Un col de l’utérus défavorable exclut-il le déclenchement du travail à terme chez les femmes qui souffrent d’hypertension gestationnelle ou de prééclampsie légère ?

La gestion optimale de l’hypertension gestationnelle et de la prééclampsie légère à terme a fait l’objet d’un grand débat au cours de la dernière décennie. La controverse porte sur le moment de l’accouchement – le déclenchement du travail ou la gestion de l’attente.

Les partisans du déclenchement immédiat soulèvent la préoccupation valide que la maladie maternelle peut s’aggraver si on laisse la grossesse se poursuivre. A l’inverse, les partisans de la gestion de l’attente soulignent la possibilité que le taux d’accouchement par césarienne soit augmenté avec le déclenchement immédiat ; ils citent également des préoccupations concernant la morbidité néonatale qui pourrait être augmentée avec un accouchement à terme précoce.

Pour éclairer ce débat, les enquêteurs de l’essai bien connu HYPITAT ont assigné au hasard 756 femmes qui présentaient une hypertension gestationnelle ou une prééclampsie légère à terme au déclenchement du travail (n = 377) ou à la gestion de l’attente (n = 379). Toutes les femmes portaient un fœtus unique âgé de 36 à 41 semaines, avec une présentation céphalique. Les principales conclusions de l’essai, publiées dans Lancet, étaient que le déclenchement du travail entraînait moins de « situations à haut risque » (risque relatif, 0,71 ; intervalle de confiance à 95%, 0,59-0,86), sans augmentation du risque de césarienne (RR, 0.75 ; IC à 95 %, 0,55-1,04) ou d’issues néonatales défavorables (RR, 0,75 ; IC à 95 %, 0,45-1,26).1

Bien que ces résultats soient importants, une question demeure dans l’esprit de nombreux obstétriciens : Le choix entre le déclenchement du travail et la gestion de l’attente devrait-il dépendre de la favorabilité du col de l’utérus ?

C’est la question abordée par Tajik et ses collègues.

Zooming in on cervical status

Dans leur analyse secondaire de l’essai HYPITAT, Tajik et ses collègues ont réanalysé l’association entre le déclenchement du travail et la gestion de l’attente, en se concentrant sur les mêmes résultats (situations à haut risque, accouchement par césarienne, résultats néonatals défavorables), mais ils ont stratifié leurs données en fonction du statut du col de l’utérus.

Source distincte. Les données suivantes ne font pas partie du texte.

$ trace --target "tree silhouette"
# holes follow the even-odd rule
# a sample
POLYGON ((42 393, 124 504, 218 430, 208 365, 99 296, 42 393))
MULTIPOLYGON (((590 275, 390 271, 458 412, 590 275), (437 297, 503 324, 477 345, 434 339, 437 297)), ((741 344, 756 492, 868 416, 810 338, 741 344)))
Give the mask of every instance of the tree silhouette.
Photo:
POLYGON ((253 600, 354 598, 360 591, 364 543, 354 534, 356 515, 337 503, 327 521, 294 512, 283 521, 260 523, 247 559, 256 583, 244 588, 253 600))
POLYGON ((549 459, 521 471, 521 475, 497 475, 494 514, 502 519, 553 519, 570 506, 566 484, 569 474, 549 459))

Comme indiqué ci-dessus, leurs résultats sont surprenants et apparemment contre-intuitifs :

  • Parmi les femmes qui ont subi un déclenchement immédiat du travail, la longueur du col n’était pas associée à une probabilité plus élevée de situations à haut risque
  • L’effet bénéfique du déclenchement du travail – en termes de réduction du taux d’accouchement par césarienne – était plus important chez les femmes qui avaient un col défavorable.

Forts et limites de l’essai

Dans l’ensemble, il s’agissait d’une analyse secondaire bien menée qui abordait une question importante. Elle présentait 1) un ensemble de données robuste, avec toutes les variables d’intérêt recueillies, et 2) une approche réfléchie de l’analyse des données.

Cependant, l’analyse soulève également une question : Est-il possible que certains de ses résultats négatifs (morbidité néonatale composite) soient dus à une puissance insuffisante ? C’est une question que je pose chaque fois que je rencontre une analyse secondaire d’un essai contrôlé randomisé. La réponse est ici : Possible.

CE QUE CETTE ÉVIDENCE SIGNIFIE POUR LA PRATIQUE

Cette étude fournit des preuves supplémentaires que le déclenchement du travail est l’approche optimale pour l’hypertension gestationnelle ou la prééclampsie légère dans une grossesse à 36 semaines ou plus – indépendamment de l’état du col de l’utérus. Je m’attendrais à ce que les cliniciens adoptent les résultats de l’essai HYPITAT, y compris l’analyse secondaire, et intègrent cette stratégie de gestion dans leur pratique.